One reason for thinking this way is that flu-like symptoms can often be significantly relieved instantly by simple counter-stimuli. Overwhelming nausea can be relieved immediately by vomiting. A sense of oppressive heat can be relieved by a cold cloth on the forehead. I think these symptoms are ultimately neural and can be switched off in seconds, if only partially and temporarily, with other neural inputs. The same sort of thing applies to sleepiness and wakefulness (nucleus caeruleus and RAS).

 

The other thought was about positive feedback cycles and 'sticking'.

We spent several months working through feedback routes in RA and came to the conclusion that what is likely to produce an acquired, chronic but unpredictably fluctuating illness is a regulatory system that has 'railway points' between positive and negative feedback loops. Positive feedback that is exhausted by removal of danger signal is everywhere. It is used to amplify but also to localise - to concentrate in one place. But to get the disease dynamics we see we thought you needed a pathway that forked either to positive return or to negative return. Complement and antibody systems do this brilliantly. T cells could do. I still find it hard to think of a way that innate cells will do this, but that may just be that I haven't thought hard enough.

 

I am not well enough to be able to read/study the thread & dont have a science background anyway, but am skimming, & its so heartening to watch you clever people!

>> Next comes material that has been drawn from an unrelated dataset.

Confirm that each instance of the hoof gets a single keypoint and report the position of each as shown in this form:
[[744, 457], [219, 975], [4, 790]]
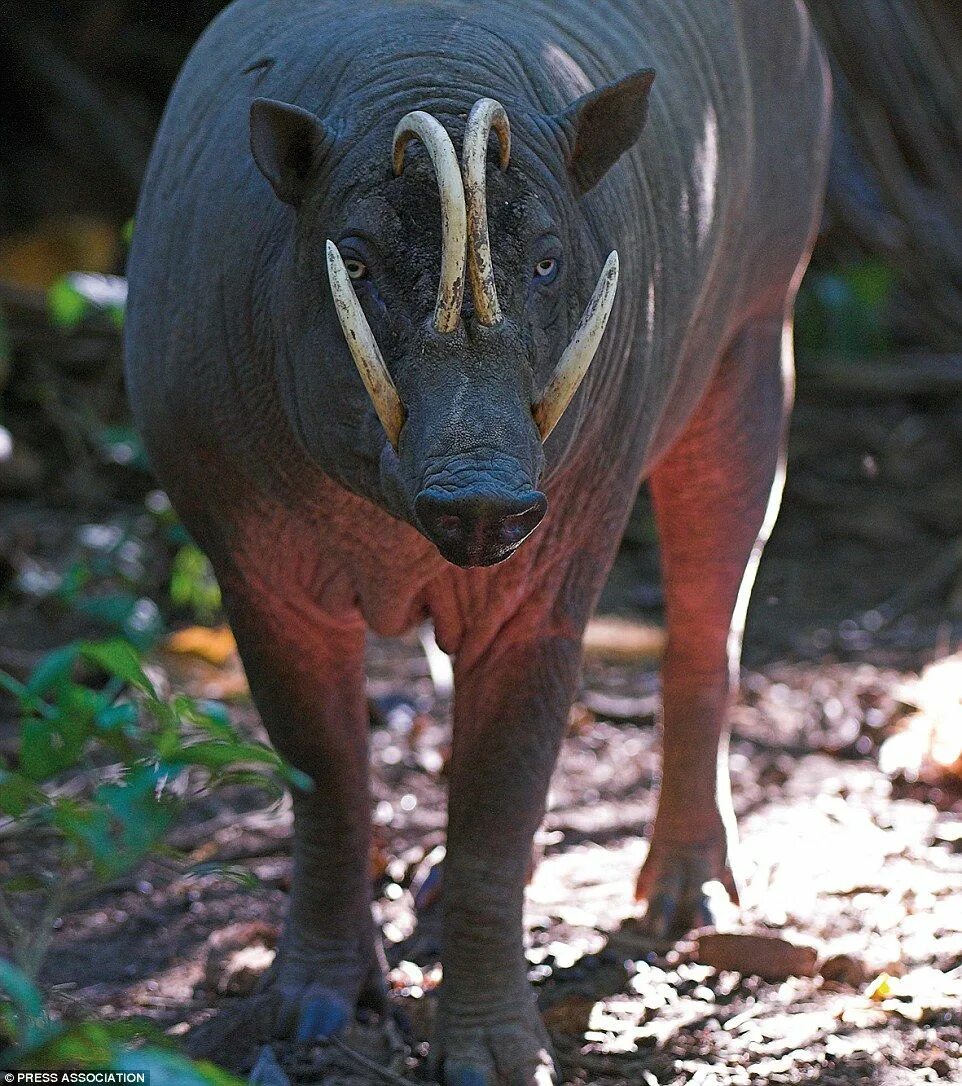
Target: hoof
[[513, 1053], [685, 887], [320, 1013]]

But can someone tell me if this summary of the ideas so far by Hutan is accurate please as not seen it confirmed

 

My intuition keeps pushing me to the idea that metabolic regulation in innate immune cells is precisely that "railway switch". It seems that several TCA cycle metabolites (malate, succinate, citrate, etc.) have dual properties as intermediaries in many of the relevant signaling pathways. It's already been shown that effector function in T cells and activation in macrophages is accompanied by a switch towards increased glycolysis--my question is whether this switch is upstream or downstream of the signaling pathways themselves. And if so, could dysfunction at the metabolic "switch point" maintain the positive feedback loop?

 

Hutan made a correction after paulendat's comment and it looks like everything else is correct to me

 

thanks, so would it be the interferon that is (indirectly) causing the flu-like symptoms then?